The IR-14 women's camp has workshops where inmates sew police and military uniforms, and they are given quotas that are impossible to meet within the eight-hour workday stipulated under Russia's labor code. Unlike civilian life, it is technically legal for prison authorities to keep inmates at work until they complete their assigned tasks – if the prisoners request it in writing, says Tatiana Lokshina, deputy head of the Russian branch of the US organization Human Rights Watch.

"This appears to be what's happening in this camp, so probably authorities can say it's all on the legal up and up. But when you consider the sheer volume of requests prisoners must be making, there are grounds to suggest that there is some form of pressure underlying this," Ms. Lokshina says, adding that a Kremlin-appointed human rights commission has agreed to investigate this case.

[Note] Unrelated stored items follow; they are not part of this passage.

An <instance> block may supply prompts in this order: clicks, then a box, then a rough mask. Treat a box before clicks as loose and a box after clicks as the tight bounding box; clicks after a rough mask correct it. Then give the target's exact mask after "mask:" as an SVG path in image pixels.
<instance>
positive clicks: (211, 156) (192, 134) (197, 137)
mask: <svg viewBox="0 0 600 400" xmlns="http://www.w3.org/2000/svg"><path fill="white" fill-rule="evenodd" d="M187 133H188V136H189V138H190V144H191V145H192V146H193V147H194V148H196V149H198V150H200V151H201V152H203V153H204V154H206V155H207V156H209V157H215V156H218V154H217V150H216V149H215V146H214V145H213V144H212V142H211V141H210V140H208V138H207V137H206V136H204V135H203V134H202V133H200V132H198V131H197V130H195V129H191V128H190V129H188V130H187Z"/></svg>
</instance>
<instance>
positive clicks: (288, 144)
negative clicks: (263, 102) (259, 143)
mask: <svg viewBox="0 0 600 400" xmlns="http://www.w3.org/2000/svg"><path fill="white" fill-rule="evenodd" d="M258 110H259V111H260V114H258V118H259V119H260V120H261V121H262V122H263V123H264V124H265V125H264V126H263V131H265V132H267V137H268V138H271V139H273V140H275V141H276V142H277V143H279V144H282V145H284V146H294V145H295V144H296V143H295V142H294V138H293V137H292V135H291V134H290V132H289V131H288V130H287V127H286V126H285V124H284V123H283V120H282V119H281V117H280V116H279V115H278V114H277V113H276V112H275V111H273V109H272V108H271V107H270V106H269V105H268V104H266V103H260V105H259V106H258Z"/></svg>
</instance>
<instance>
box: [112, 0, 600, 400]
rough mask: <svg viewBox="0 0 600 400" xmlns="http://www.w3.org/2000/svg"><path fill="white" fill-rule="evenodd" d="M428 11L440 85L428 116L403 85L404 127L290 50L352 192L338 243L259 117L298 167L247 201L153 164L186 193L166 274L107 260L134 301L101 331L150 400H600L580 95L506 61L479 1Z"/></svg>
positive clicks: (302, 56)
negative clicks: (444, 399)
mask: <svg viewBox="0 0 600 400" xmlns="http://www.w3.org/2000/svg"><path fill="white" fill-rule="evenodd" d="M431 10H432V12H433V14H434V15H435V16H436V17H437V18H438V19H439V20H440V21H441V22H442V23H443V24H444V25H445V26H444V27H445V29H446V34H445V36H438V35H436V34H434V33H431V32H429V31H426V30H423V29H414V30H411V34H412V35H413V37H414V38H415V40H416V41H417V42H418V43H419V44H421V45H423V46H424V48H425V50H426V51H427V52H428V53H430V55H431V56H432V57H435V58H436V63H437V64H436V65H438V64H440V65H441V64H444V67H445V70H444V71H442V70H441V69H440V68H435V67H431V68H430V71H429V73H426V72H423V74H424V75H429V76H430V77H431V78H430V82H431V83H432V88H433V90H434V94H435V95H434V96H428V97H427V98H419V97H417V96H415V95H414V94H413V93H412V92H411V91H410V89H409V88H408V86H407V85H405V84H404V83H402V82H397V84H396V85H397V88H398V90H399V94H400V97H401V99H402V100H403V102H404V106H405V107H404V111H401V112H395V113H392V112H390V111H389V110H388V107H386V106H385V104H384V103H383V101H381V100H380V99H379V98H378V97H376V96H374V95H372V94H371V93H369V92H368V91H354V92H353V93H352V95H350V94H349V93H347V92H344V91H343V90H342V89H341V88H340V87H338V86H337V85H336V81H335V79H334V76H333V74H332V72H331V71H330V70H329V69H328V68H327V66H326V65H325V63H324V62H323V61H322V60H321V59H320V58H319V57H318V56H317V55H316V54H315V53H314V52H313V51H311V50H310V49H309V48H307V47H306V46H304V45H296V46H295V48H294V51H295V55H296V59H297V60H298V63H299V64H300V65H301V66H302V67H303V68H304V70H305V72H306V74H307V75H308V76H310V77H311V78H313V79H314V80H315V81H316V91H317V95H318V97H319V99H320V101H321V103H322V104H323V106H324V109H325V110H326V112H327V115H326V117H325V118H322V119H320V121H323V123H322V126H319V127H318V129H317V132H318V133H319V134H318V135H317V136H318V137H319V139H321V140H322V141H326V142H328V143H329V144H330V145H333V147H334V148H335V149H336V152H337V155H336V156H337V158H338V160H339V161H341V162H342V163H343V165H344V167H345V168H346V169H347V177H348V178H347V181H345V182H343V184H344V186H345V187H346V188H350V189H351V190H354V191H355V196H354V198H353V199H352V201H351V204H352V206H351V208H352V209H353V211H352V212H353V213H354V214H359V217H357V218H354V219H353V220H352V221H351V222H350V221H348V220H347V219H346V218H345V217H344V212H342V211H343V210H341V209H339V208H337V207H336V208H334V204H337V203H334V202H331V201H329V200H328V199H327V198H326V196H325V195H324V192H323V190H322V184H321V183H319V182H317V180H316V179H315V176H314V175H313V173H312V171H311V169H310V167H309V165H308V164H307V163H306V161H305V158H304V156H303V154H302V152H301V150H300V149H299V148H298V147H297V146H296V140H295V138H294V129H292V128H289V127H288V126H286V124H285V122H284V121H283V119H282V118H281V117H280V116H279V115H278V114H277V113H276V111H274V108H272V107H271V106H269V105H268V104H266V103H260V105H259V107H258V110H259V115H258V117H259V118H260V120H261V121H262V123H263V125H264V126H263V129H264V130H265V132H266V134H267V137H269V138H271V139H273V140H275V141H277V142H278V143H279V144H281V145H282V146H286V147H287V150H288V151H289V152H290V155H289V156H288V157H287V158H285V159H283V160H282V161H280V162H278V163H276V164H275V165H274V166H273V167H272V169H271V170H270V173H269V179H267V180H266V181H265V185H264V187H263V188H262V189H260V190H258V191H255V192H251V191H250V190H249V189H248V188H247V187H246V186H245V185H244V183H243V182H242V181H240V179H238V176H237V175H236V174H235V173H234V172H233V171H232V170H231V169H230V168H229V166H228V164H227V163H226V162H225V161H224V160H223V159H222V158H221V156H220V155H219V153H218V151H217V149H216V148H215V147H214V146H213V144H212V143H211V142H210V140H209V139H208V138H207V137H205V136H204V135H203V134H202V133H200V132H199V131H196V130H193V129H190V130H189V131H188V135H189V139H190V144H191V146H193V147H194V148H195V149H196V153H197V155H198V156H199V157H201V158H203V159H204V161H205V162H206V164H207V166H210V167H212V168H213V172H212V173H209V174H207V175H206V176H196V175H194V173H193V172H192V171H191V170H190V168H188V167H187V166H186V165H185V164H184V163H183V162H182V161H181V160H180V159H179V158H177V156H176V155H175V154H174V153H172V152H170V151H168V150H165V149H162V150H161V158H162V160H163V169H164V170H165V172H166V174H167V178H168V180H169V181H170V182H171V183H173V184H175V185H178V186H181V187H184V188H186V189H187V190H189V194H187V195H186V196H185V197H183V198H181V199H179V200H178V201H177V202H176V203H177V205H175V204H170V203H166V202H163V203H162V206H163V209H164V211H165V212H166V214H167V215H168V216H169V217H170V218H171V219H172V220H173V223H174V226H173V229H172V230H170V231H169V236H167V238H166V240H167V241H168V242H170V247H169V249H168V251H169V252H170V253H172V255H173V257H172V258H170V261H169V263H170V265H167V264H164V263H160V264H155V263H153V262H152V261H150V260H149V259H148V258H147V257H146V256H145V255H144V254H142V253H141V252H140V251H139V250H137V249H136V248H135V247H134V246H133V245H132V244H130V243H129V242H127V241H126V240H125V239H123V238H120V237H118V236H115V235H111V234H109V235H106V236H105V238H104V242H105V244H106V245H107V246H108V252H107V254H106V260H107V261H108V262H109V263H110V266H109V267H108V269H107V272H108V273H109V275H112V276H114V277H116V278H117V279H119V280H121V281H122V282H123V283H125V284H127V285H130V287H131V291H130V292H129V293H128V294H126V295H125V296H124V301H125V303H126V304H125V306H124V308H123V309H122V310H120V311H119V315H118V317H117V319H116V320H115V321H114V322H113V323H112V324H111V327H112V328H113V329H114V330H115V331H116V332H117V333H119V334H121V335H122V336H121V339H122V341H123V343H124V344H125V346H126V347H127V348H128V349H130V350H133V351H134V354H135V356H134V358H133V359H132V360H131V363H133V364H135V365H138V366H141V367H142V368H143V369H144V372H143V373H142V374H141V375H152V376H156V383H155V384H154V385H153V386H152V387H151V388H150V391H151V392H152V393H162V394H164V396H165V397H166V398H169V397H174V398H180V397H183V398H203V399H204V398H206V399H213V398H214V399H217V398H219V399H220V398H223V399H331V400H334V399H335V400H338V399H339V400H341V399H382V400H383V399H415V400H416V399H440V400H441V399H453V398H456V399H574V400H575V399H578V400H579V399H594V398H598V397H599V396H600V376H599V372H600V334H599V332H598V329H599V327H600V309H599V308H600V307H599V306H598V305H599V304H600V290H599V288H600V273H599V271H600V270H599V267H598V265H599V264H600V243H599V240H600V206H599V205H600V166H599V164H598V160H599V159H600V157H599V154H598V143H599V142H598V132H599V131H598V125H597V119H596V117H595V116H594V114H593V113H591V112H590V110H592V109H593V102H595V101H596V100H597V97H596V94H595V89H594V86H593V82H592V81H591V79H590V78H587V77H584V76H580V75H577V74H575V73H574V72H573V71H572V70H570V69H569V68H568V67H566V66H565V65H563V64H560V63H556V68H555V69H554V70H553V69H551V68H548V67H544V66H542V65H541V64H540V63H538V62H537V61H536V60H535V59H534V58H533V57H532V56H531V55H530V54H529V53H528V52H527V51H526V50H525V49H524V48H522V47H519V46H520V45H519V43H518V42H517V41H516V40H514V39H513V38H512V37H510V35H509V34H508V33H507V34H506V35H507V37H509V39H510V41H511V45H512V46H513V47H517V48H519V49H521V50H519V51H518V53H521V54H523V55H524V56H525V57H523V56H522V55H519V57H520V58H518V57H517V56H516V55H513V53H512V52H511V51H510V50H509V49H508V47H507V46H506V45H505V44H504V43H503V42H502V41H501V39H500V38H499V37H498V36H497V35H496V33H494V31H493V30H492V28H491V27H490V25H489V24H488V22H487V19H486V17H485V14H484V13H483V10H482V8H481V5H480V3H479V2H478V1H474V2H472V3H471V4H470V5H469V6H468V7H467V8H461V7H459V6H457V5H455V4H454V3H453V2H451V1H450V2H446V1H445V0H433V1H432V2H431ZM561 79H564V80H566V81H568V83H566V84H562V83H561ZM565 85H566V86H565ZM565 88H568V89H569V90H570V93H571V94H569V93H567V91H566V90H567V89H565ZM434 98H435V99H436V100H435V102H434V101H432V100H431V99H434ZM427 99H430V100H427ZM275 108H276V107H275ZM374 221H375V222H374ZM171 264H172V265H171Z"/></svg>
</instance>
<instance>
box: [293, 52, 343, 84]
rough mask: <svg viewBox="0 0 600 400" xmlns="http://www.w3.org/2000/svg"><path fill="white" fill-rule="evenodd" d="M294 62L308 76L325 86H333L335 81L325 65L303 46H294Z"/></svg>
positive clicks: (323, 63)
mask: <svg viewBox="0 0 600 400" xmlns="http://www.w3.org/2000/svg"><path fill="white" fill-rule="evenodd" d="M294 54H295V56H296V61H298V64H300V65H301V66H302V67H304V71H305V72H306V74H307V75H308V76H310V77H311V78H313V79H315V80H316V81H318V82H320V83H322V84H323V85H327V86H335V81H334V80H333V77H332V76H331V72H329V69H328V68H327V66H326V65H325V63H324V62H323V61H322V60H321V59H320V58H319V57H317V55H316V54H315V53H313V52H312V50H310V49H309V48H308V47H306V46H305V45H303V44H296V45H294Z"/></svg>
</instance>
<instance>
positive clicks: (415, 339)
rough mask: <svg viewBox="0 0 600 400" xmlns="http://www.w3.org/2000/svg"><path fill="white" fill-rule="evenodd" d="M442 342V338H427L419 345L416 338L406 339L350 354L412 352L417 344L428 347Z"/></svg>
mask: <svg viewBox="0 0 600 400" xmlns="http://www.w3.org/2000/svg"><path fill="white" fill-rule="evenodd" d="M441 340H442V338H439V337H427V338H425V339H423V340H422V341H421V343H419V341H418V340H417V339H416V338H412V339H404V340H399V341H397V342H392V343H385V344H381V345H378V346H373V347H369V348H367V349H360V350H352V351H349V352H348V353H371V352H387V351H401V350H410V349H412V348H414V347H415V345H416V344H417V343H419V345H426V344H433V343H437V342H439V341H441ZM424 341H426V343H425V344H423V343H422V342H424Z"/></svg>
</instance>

“It's perfectly clear that a hunger strike is a last resort," Lokshina says. “She wouldn't do that if she felt she had any other options.”

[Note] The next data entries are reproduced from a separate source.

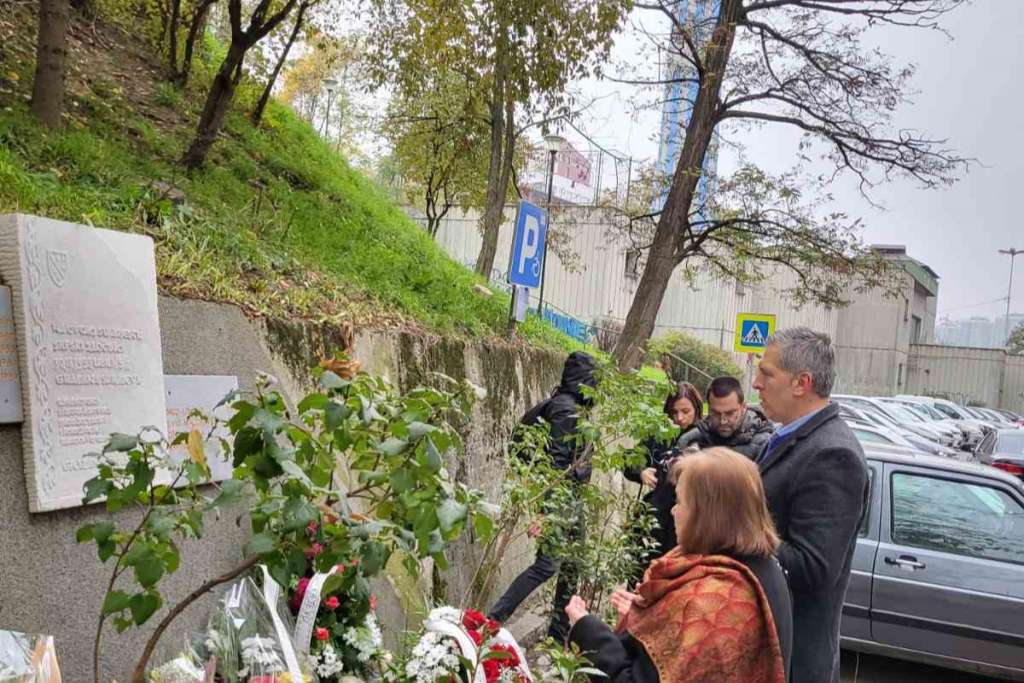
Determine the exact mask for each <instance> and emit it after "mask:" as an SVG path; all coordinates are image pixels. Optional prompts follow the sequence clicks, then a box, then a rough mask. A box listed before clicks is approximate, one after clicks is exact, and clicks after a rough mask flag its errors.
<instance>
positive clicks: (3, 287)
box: [0, 286, 24, 424]
mask: <svg viewBox="0 0 1024 683" xmlns="http://www.w3.org/2000/svg"><path fill="white" fill-rule="evenodd" d="M17 377H18V373H17V339H15V337H14V309H13V308H12V307H11V298H10V288H9V287H2V286H0V424H17V423H19V422H22V420H23V419H24V417H23V413H22V384H20V382H18V379H17Z"/></svg>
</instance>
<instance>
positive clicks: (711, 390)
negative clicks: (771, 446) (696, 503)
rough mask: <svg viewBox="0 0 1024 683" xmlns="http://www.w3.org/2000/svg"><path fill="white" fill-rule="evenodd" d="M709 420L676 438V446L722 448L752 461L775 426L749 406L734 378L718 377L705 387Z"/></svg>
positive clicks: (740, 388)
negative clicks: (711, 447)
mask: <svg viewBox="0 0 1024 683" xmlns="http://www.w3.org/2000/svg"><path fill="white" fill-rule="evenodd" d="M706 397H707V399H708V417H707V418H705V419H703V420H700V421H699V422H697V423H696V424H695V425H694V426H693V427H692V428H691V429H689V430H688V431H687V432H686V433H685V434H683V435H682V436H680V437H679V441H678V442H677V447H679V449H680V450H686V449H692V447H696V449H710V447H713V446H718V445H721V446H725V447H728V449H732V450H733V451H735V452H736V453H740V454H742V455H744V456H746V457H748V458H750V459H751V460H754V459H755V458H757V457H758V455H759V454H760V453H761V451H762V450H763V449H764V446H765V444H766V443H767V442H768V439H769V438H770V437H771V434H772V431H773V430H774V429H775V425H773V424H772V422H771V421H770V420H768V418H766V417H765V416H764V413H762V412H761V409H759V408H756V407H752V405H748V404H746V401H745V399H744V397H743V388H742V386H740V384H739V381H738V380H736V378H734V377H717V378H715V379H714V380H712V383H711V384H710V385H708V391H707V392H706Z"/></svg>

In her letter, Tolokonnikova graphically describes the depravity and violence prisoners are driven to by systematic sleep deprivation and bullying by the guards.

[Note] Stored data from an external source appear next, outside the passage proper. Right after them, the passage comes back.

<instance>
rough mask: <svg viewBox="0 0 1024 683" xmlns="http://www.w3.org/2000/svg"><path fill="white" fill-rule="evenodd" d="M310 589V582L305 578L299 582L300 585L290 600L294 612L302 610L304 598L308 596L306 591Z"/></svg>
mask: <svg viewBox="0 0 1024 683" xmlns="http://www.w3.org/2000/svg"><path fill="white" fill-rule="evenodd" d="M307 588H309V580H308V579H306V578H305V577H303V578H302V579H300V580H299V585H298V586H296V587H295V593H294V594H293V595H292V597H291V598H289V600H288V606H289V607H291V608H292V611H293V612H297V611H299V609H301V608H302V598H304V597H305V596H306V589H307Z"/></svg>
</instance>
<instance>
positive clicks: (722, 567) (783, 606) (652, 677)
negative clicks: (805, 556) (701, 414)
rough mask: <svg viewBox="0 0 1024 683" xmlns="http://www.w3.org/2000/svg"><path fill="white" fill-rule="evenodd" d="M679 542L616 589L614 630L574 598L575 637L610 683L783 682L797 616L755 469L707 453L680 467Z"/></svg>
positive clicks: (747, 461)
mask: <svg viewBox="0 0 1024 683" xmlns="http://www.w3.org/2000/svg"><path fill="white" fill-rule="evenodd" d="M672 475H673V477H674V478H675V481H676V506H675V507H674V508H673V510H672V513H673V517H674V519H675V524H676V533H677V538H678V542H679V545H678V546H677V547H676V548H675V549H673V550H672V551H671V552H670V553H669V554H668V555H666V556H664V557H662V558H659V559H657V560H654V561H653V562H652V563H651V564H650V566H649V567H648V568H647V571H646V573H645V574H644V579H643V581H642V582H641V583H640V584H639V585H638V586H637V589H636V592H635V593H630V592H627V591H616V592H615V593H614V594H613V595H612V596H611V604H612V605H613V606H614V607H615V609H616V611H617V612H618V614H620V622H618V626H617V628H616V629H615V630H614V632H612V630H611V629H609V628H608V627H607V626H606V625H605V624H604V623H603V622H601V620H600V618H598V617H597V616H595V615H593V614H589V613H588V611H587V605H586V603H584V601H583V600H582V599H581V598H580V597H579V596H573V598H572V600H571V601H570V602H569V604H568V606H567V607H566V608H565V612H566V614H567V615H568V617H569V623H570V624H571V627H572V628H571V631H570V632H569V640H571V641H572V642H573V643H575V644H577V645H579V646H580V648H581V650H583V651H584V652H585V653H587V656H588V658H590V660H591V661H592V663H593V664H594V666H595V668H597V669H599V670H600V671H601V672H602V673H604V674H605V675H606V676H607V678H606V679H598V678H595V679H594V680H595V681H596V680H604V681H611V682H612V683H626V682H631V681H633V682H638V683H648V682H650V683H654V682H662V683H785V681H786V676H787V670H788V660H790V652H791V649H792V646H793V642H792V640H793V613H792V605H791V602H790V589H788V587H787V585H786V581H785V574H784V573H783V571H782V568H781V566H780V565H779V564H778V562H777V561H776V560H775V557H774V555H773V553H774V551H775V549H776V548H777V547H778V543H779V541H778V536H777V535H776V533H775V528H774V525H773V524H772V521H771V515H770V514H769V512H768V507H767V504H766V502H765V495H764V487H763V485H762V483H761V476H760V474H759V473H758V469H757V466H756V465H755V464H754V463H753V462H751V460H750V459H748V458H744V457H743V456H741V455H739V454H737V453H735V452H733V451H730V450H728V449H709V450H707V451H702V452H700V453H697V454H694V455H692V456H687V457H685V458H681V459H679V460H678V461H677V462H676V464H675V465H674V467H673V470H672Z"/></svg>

"Eternally sleep-deprived, overwhelmed by the endless race to fulfill inhumanly large quotas, prisoners are always on the verge of breaking down, screaming at each other, fighting over the smallest things. Just recently, a young woman got stabbed in the head with a pair of scissors because she didn't turn in a pair of pants on time. Another tried to cut her own stomach open with a hacksaw. They stopped her," she wrote.

She also alleges that the camp’s deputy warden threatened her life in a meeting three weeks ago, when he agreed to her request for reduced work shifts but without reducing the quotas the inmates must meet. She said he told her: “'If anyone finds out that you're the one behind this, you'll never complain again…. After all, there's nothing to complain about in the afterlife.'"

Experts say the conditions Tolokonnikova describes are common throughout Russia's penal colonies , which holds more than a million prisoners , although it is rare for any public light to be shed upon it.

"Human rights are basically ignored in the colonies. They have a slave labor system and conditions that amount to torture," says Valery Borshchev, a former judge who heads the public oversight commission for Russia's Justice Ministry, a body mandated by law.

Mr. Borshchev said he visited Tolokonnikova’s camp five years ago and was shocked by it.

“I have no doubt that conditions are pretty much as Tolokonnikova describes....  As to pressure on disagreeable prisoners, this also sounds fairly typical. As a rule, there is an operative deputy head of the colony, and he deals with this. He usually does not act directly, but works through criminal groups [among the prisoners], thus effectively making common cause with them," he adds.

An unnamed representative for the Federal Penitentiary Service told the pro-government NTV network Tuesday that Tolokonnikova's letter amounts to "blackmail" and insisted that everything at the prison is done according to the law.

"That whole prison system is based on fear. You survive, but if you resist, your life will be made even harder," says Dmitry Oreshkin, head of the Mercator Group, a Moscow media consultancy. “In some ways it's the same for the whole country.”

"But thanks to brave people like Tolokonnikova, this system may finally be broken," he says. "It will take time, but her fearlessness is an example to us all."